Корнелия самым ласковым голосом попросила у хозяйки прощения, но так и не улыбнулась. Гай Элий вызвался проводить девушку до лектики, и простился с сестрой, по ее мнению, как-то небрежно.

Панторпа со слезами на глазах пробормотала Парису слова прощания; она почувствовала неладное. Парис погладил девушку по голове, велел обязательно быть послезавтра на представлении «Антигоны».

Корнелий Фуск положил руку на плечо центуриона. Тот вздрогнул, словно очнувшись от сна.

– Марк, – сказал префект, – время позднее, улицы небезопасны. Проводи нашего знаменитого гостя, – он кивком указал на Париса.

У Винии слезы благодарности навернулись на глаза. Она даже не заметила, как резко Парис выпрямился, какой взгляд бросил на нее.

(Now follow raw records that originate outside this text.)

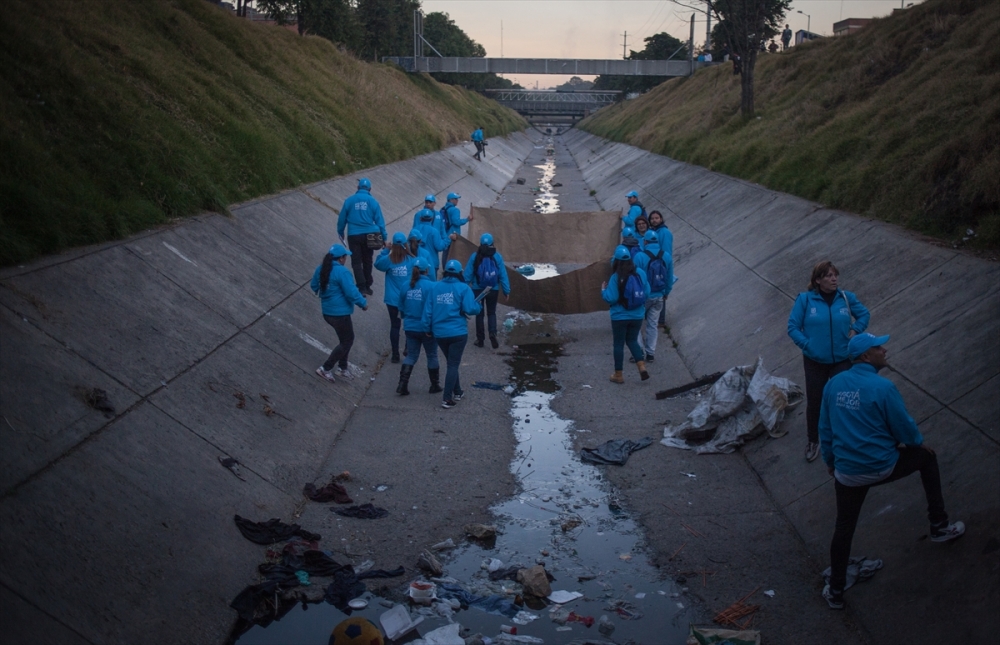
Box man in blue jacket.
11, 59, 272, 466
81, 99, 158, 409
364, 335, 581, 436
471, 127, 485, 161
623, 190, 646, 228
440, 193, 472, 264
337, 177, 387, 296
819, 333, 965, 610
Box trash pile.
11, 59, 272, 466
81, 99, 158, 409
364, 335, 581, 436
661, 357, 803, 454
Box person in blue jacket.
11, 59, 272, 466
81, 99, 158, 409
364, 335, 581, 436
788, 261, 870, 463
422, 259, 481, 409
620, 227, 641, 259
337, 178, 387, 296
648, 210, 674, 331
623, 190, 646, 228
633, 214, 650, 247
395, 258, 441, 396
633, 230, 673, 363
374, 232, 414, 364
413, 194, 448, 240
406, 229, 439, 279
471, 126, 485, 161
463, 232, 511, 349
819, 332, 965, 610
602, 245, 651, 384
440, 193, 473, 264
411, 203, 449, 275
311, 244, 368, 383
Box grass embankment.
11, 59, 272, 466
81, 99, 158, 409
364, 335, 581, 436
0, 0, 525, 265
581, 0, 999, 248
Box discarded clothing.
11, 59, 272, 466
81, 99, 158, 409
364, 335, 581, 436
435, 582, 520, 618
822, 556, 883, 590
303, 476, 353, 504
281, 538, 319, 557
661, 357, 803, 454
688, 625, 761, 645
295, 570, 311, 586
489, 565, 522, 582
233, 515, 321, 544
472, 381, 506, 390
324, 564, 405, 610
580, 437, 654, 465
333, 503, 389, 519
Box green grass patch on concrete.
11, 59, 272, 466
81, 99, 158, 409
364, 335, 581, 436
0, 0, 525, 265
581, 0, 999, 248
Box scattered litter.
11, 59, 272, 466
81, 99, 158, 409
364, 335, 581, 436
295, 571, 310, 585
635, 592, 646, 599
821, 556, 883, 590
380, 604, 424, 641
431, 538, 455, 551
333, 503, 388, 519
547, 590, 583, 604
516, 178, 526, 185
580, 437, 655, 465
334, 470, 352, 482
677, 602, 685, 609
465, 523, 498, 540
84, 388, 115, 416
376, 485, 388, 492
555, 626, 572, 632
681, 472, 697, 479
411, 622, 464, 645
218, 456, 247, 481
655, 372, 725, 400
417, 550, 444, 576
409, 580, 437, 604
619, 553, 632, 561
512, 610, 539, 625
661, 357, 803, 454
436, 582, 519, 617
598, 615, 615, 635
501, 624, 517, 634
763, 590, 775, 598
348, 598, 368, 609
503, 318, 515, 332
606, 599, 642, 620
303, 476, 353, 504
473, 381, 506, 390
687, 625, 761, 645
567, 612, 594, 627
233, 515, 320, 544
713, 586, 761, 629
560, 517, 582, 532
503, 384, 516, 394
484, 558, 504, 572
581, 384, 592, 389
496, 635, 544, 644
514, 265, 536, 276
354, 559, 374, 574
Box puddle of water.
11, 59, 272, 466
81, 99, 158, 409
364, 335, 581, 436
533, 141, 559, 214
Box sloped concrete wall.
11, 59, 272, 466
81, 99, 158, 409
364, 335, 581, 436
0, 134, 536, 644
563, 128, 999, 641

– Да, префект, – ответил центурион.

Корнелий Фуск улыбнулся.

– Это не приказ, а просьба.

Парис удалился в сопровождении преторианца. Ушла и Панторпа – с твердым намерением дождаться Винию и расспросить обо всем.

– Как выразить мою благодарность… – Виния коснулась руки Фуска.

– У тебя для этого такие богатые возможности, – засмеялся префект.

Они нехотя расстались. На пороге Фуск обернулся.

– Не забудь о порошках Зенобия. Порадуй меня – поправься.

– О, будь спокоен, до завтра я не умру, – утешила его Виния. – Завтра скачки.

* * *

Виния едва держалась на ногах. Путь от атрия до кубикула казался неодолимым. Она стояла, привалившись спиной к колонне, и сквозь распахнутые настежь двери видела мелькание огней: слуги убирали остатки трапезы.

Виния почувствовала, что задыхается. Сделав несколько нетвердых шагов, вышла во двор. Жара почти не спадала, но в перистиле было свежее, чем в комнатах. Тихо поскрипывала старая олива. Ветер доносил водяную пыль фонтанов. Оглушающее пахли белые лилии.

Когда-то перистиль в доме Тита Виния украшали десятка два статуй, из которых уцелели лишь две скульптурные группы: Медея, обнимавшая детей, и Рея Сильвия с близнецами Ромулом и Ремом на руках. Посеребренный луной мрамор мягко светился. Копии с греческих оригиналов являли совершенство черт и пропорций.

Обычно ваятели изображали Медею, занесшей кинжал или меч. Однако эта скульптура была совсем иной, чем и нравилась Винии. Одной рукой Медея прижимала к себе младшего мальчика, другой – обнимала и одновременно отталкивала назад, к себе за спину, старшего, словно торопясь закрыть его от опасности. Винии казалось: в этот миг Медее передали приказание царя – она должна отправиться в изгнание, отдав детей Ясону и его новой жене.

Виния никак не могла взять в толк: почему Еврипид, сочиняя трагедию, сделал Медею убийцей собственных детей. Древнее сказание гласило: послав сопернице отравленный наряд, Медея бежала из Коринфа. Детей оставила в храме Геры. Но коринфяне, разгневанные гибелью своей царевны, нарушили неприкосновенность убежища и убили детей.

Виния вздрогнула – чья-то холодная ладонь коснулась ее руки.

– Панторпа? Что ты здесь делаешь? Иди спать, уже поздно.

Холодные пальцы Панторпы только крепче сдавили ее запястье.

– Парису грозит опасность?

– Я не знаю.

– Нет. Знаешь. Зачем префект Фуск послал с ним центуриона? Почему советовал уехать?

– Панторпа, – устало откликнулась Виния. – Я ничего не знаю. Поговорим утром.

– Нет. Скажи сейчас. Парис известен, всеми любим…

– Слишком известен, слишком любим…

– Так это правда? Император ненавидит его? Префект Фуск не мог не предупредить тебя…

– Еще ничего не известно, – терпеливо повторила Виния. – Но дурные предчувствия…

Панторпа отступила на шаг. Воскликнула:

– Пусти, я пойду к нему!

– Сейчас? Ночью? – теперь Виния схватила ее за руку. – Ты с ума сошла!

– Я должна его предостеречь.

– Префект уже сделал это.

– Я сумею убедить Париса уехать.

– Не говори глупостей, – рассердилась Виния. – Если префект не убедил… Парис взрослый человек…

– Ты так спокойна! – взвилась Панторпа. – Речь идет о его жизни!

Виния на мгновение прикрыла глаза. В ушах звенело.

– Я не спокойна. Мне страшно. Проси богов…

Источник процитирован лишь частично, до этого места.